Exemple de combinaison caractéristique – le jaune se combine au magenta, pour créer une tonalité qui est l’accord de leurs deux caractères.

Enfin, le troisième type d’accords réside dans les « combinaisons sans caractère », c’est-à-dire dans l’accord de deux couleurs voisines. Ces accords ont peu d’effet, les deux couleurs étant trop similaires pour produire une impression marquante. Plus qu’une impression précise, ils marquent une progression, ou une évolution dans un sentiment. Ainsi, l’accord du jaune et du rouge, par exemple, peux marquer une progression de l’énergie vers la passion.

Exemple de combinaison sans caractère – le jaune et le rouge, ensemble, produisent un « dégradé » plutôt qu’une expression émotionnelle.

Bien entendu, dans sa théorie, Goethe détaille plus profondément les valeurs psychologiques de chaque couleur, et des accords chromatiques. Il propose aussi une manière d’appuyer l’expression de ces accords en jouant sur ce que nous, chefs opérateurs, appelons la luminosité de la couleur – par exemple en variant un accord par une couleur «zone plus» claire, et une couleur « zone moins » sombre. Le but de cet article n’est pas de retranscrire chaque détail de cette théorie riche et complexe, mais simplement d’en expliquer les bases, et de les proposer comme source d’inspiration dans un choix de composition de l’image.
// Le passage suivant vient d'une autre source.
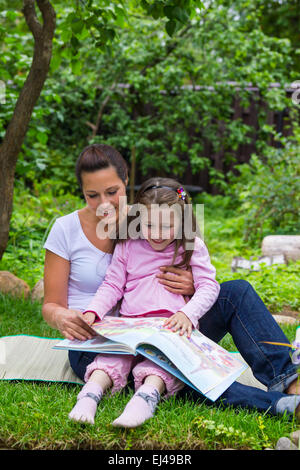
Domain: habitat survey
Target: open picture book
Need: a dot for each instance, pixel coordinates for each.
(197, 361)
Il n’est pas non plus question de soutenir que cette théorie des couleurs est la seule valable, ou même la plus essentielle. Aucune affirmation aussi définitive et fermée n’est proposée ici. La théorie de Goethe est simplement exposée comme un compas possible dans les très vastes possibilités qui s’offrent aux chefs opérateurs quand ils sont confrontés à des choix qui concernent la couleur.

Voici, pour finir, quelques exemples d’accords chromatiques dans la série « Euphoria », qui selon moi en est une excellente démonstration. Il est laissé au lecteur le loisir de reconnaître les types de combinaisons utilisées, et la tonalité émotionnelle qu’elles lui inspirent.

Euphoria, 2019 – photographié par Marcell Rév, Drew Daniels, Adam Newport-Berra et André Chemetoff.

1 – https://britishcinematographer.co.uk/vittorio-storaro-aic-asc-wonder-wheel/
2– https://fr.wikipedia.org/wiki/Trait%C3%A9_des_couleurs
3– Johann Wolfgang Goethe, Traité des couleurs, édition Triades.